Give thy thoughts no tongue,
Nor any unproportion'd thought his act.
Be thou familiar, but by no means vulgar.
Those friends thou hast, and their adoption tried,
Grapple them to thy soul with hoops of steel;
But do not dull thy palm with entertainment
Of each new-hatch'd, unfledged comrade. Beware
Of entrance to a quarrel; but being in,
Bear't that the opposed may beware of thee.
Give every man thy ear, but few thy voice;
Take each man's censure, but reserve thy judgment.
Costly thy habit as thy purse can buy,
But not express'd in fancy; rich, not gaudy;
For the apparel oft proclaims the man,
And they in France of the best rank and station
Are of a most select and generous, chief in that.
Neither a borrower nor a lender be;
For loan oft loses both itself and friend,
And borrowing dulls the edge of husbandry.

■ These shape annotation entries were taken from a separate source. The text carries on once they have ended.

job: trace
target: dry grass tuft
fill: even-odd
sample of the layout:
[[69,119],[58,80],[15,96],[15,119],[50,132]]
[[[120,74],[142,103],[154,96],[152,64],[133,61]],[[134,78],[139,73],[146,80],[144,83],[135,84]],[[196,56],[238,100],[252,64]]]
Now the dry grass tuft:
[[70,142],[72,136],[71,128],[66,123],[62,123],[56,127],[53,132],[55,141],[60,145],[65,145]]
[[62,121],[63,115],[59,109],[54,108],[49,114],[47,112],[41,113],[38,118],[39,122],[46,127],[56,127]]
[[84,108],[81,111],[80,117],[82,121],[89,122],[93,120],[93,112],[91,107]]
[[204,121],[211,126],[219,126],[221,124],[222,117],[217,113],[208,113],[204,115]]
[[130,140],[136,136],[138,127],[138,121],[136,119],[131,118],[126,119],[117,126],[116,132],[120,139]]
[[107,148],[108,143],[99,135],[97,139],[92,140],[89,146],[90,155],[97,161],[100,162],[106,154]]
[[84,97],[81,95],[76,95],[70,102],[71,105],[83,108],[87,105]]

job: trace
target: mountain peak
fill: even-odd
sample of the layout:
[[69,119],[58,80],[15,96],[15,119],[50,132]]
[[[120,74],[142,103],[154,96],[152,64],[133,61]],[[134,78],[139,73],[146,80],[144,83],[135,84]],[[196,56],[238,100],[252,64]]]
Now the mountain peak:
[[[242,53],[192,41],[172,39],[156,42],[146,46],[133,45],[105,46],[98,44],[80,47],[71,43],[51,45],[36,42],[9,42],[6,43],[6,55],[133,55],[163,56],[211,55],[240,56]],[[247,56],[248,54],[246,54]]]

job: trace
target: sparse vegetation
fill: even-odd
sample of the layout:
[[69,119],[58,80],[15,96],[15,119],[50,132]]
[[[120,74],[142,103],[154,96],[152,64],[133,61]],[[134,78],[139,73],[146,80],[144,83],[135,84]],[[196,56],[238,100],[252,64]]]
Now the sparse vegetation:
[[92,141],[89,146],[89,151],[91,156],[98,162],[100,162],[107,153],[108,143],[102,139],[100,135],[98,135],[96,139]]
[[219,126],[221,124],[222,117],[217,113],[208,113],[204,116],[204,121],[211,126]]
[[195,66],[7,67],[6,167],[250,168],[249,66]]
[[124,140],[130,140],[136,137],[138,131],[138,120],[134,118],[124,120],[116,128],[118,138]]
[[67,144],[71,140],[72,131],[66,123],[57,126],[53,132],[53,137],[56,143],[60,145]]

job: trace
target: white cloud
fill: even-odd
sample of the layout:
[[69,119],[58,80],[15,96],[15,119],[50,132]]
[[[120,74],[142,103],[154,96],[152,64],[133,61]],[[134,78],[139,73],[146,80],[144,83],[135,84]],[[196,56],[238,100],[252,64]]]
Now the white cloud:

This above all: to thine own self be true,
And it must follow, as the night the day,
Thou canst not then be false to any man.
Although Prince Hamlet regards Polonius with contempt, and although the old man does seem foolish on more than one occasion, his advice to his son is full of sound practical wisdom. No doubt this wisdom is coming from Shakespeare himself and he is only using Polonius as his spokesman. For instance, Shakespeare twice cautions young people to be very careful about what they say to others.
Give thy thoughts no tongue
And:
Give every man thy ear, but few thy voice
What Shakespeare's character Polonius says about borrowing or lending money is also good advice, as many people can attest from experience.

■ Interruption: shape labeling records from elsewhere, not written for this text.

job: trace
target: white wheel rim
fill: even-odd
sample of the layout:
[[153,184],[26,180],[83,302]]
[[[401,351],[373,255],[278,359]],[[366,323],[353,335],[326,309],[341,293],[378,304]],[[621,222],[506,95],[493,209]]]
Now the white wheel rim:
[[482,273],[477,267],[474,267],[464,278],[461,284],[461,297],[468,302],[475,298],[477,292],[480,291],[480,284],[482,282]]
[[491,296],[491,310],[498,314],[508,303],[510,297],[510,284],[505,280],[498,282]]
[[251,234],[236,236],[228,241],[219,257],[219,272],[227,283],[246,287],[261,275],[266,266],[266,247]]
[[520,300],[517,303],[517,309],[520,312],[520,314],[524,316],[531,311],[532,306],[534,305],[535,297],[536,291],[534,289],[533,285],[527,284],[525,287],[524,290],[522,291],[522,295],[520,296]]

Neither a borrower nor a lender be;
For loan oft loses both itself and friend,
And borrowing dulls the edge of husbandry.
What Polonius means by borrowing dulling the edge of husbandry is that if you get into the habit of living on borrowed money you can dig yourself into a hole that will be hard to climb out of. Borrowing also tends to make a person careless about earning, saving, spending, and budgeting.
The best advice of all comes last and is the hardest to follow:
This above all, to thine own self be true
It is hard to follow because it is hard to understand your own self. But it is worth the effort to do so. If you understand yourself you will make better career decisions, a better marital choice, better friends, and end up leading a more satisfying and prosperous life. Robert Frost wrote about making a choice between two diverging roads in his famous poem "The Road Not Taken." He made his decision based on his knowledge of himself. There are many times in life when we have to decide something for ourselves and no one can advise us. We come to a lot of diverging roads, or what William James called "crossroads situations," in life. Polonius says, "Take each man's censure, but reserve thy judgment." By "censure" he means advice. A lot of people will offer you free advice, and you should listen to them--but in the end you should make your own decisions.
Buddha is quoted as having told a disciple:
Do not believe anything anybody tells you, including anything I tell you, unless it agrees with your own experience and your own common sense.